In an emergency order Monday, Los Angeles County has again been told it must clean up waterways polluted by stormwater runoff and the chemical pollutants that it picks up on the way to local rivers.
The 9th U.S. Circuit Court of Appeals reinstated the Natural Resources Defense Council claims for an injunction to force Los Angeles County to adhere to terms of a 2012 water pollution clean-up plan for the Los Angeles and San Gabriel Rivers.
In the latest round NRDC challenged the trial court’s dismissal of its injunction request as moot. The 9th Circuit held Monday the request was not moot and sent the case back to the trial judge.
The case challenged the Los Angeles-area clean-up of stormwater pollution, created when rainwater mixes with debris, chemicals and other pollutants that flow into storm sewer systems and then into the rivers. Any pollutants in the storm sewer system are discharged, largely untreated into waters used for swimming, fishing and recreation.
Billions of gallons of this untreated stormwater pollution ultimately hits popular beaches, causing local residents and tourists to become ill, according to the lawsuit.
NRDC, along with Santa Monica Baykeeper, contend the pollution can be prevented through deployment of green infrastruction, such as on-site water capture and filtration.
NRDC contends the county has failed to implement the improvements as required by the 2012 permit.
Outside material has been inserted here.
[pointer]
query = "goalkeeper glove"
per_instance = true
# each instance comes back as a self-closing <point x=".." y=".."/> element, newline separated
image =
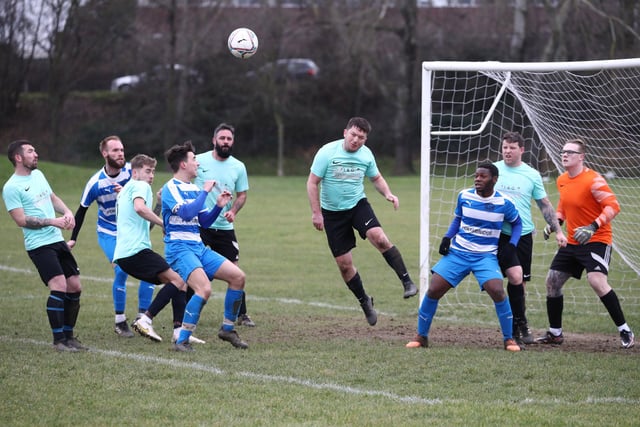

Earlier litigation challenged alleged failure to meet terms of a 2001 permit.
The NRDC provided evidence suggesting cleanup efforts are unlikely to succeed because the county has not imposed stormwater utility fees and thus agencies have no dedicated revenue stream to pay for implementing the Watershed Management Program (WMP).
“Until the county defendants have fished the process of financing and implementing the WMPs, there is a significant likelihood that they will be subject top and violate the baseline receiving water limitations,” the appeals court said.